3.1. Environmental Interference Suppression Framework

A diagram of the environmental interference suppression framework is shown in Figure 2. Since the signal strengths of the near SA waterfall are often stronger than and similar to those of the far SA waterfall, segmentation is processed on the near SA waterfall, and a group of segmentation layers containing a signal, an environmental interference or the background in each segmentation layer can be obtained. By utilizing these segmentation layers, the waterfalls of each signal or interference in the near and far waterfalls can be captured.
Near and far Single-Layer Time-Varying Statistical Feature (SLTVSF) curves of each signal, including the average vs. time curve, standard deviation vs. time curve, and maximum vs. time curve, are calculated by both the near SA waterfall and far SA waterfall. Then, the similarities between near and far SLTVSF curves can be calculated by the Kullback–Leibler (KL) divergence, Jensen–Shannon (JS) divergence, and cross entropy. By using these similarity measures, we can determine the category of each signal.
Finally, according to the classification of the segmentation layer, they are divided into three categories: the signal, environmental interference, and background. Then, we can obtain three SA waterfalls, the signal, environmental interference, and background.

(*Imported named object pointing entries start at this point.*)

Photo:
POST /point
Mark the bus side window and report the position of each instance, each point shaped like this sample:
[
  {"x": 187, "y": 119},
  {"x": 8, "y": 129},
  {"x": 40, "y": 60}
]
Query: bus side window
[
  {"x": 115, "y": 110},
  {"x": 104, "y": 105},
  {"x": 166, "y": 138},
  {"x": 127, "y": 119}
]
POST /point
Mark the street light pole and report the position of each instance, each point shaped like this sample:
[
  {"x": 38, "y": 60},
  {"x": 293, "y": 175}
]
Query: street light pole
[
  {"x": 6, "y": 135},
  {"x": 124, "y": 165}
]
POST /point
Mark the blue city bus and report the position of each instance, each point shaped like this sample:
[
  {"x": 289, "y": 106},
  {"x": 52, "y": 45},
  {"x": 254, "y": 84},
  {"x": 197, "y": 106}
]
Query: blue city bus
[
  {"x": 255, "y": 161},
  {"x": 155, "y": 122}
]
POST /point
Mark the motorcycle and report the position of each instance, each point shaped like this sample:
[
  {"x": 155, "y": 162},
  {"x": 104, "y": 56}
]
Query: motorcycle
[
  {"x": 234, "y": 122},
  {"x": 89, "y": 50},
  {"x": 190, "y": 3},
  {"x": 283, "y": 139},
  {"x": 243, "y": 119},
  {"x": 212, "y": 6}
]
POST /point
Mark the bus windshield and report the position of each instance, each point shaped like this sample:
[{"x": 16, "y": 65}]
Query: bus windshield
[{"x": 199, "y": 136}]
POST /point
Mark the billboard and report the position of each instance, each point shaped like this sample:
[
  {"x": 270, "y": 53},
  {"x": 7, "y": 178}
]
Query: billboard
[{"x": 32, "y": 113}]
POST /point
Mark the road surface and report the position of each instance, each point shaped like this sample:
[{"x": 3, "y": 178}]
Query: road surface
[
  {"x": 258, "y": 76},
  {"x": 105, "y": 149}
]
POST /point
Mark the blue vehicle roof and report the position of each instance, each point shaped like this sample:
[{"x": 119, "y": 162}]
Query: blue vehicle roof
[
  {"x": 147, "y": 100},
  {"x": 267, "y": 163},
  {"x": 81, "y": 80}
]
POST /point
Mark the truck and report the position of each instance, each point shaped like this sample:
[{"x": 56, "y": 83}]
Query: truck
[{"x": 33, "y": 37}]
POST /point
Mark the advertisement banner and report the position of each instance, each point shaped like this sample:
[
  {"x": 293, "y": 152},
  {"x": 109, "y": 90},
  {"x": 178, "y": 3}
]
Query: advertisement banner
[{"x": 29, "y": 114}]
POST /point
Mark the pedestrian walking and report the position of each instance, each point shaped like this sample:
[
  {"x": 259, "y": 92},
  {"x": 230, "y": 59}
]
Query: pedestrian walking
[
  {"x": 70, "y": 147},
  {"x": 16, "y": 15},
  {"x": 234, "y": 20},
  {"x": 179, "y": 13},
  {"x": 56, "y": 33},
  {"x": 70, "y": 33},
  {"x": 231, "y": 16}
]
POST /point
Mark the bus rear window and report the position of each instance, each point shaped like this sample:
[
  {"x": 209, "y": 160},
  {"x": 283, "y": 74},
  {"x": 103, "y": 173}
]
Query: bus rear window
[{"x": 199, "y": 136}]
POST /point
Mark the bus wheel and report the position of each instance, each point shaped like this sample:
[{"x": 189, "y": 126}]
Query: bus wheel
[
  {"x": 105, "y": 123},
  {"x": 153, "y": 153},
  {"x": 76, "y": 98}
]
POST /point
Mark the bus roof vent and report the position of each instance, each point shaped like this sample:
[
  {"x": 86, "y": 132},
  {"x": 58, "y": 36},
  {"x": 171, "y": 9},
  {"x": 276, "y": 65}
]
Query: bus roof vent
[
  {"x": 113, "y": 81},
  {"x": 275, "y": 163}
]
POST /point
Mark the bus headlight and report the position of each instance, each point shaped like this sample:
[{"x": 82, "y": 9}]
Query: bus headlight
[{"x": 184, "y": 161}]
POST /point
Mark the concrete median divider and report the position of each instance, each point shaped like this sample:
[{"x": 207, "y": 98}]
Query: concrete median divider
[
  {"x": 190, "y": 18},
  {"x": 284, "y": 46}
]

In other words, an SA waterfall that contains the internal signals and background can only be acquired under the condition that the environmental interferences are well suppressed.
Note that, since the environmental interference suppression framework is based on the frequency-domain separable assumption, the interference suppression performance is determined by the separability of signals and the frequency resolution of the SA. For the typical frequency-domain separable case, a 10 dB or higher interference suppression performance can be achieved. Firstly, we need to perform the segmentation of the near-site waterfall map through the U-net network. Then, we need to separate the detected signal regions through connected domain detection to obtain multiple channel signal regions and then take the same location region in the far-site waterfall map to calculate the sliding statistics of each channel of the near-site waterfall map and far-site waterfall map, respectively.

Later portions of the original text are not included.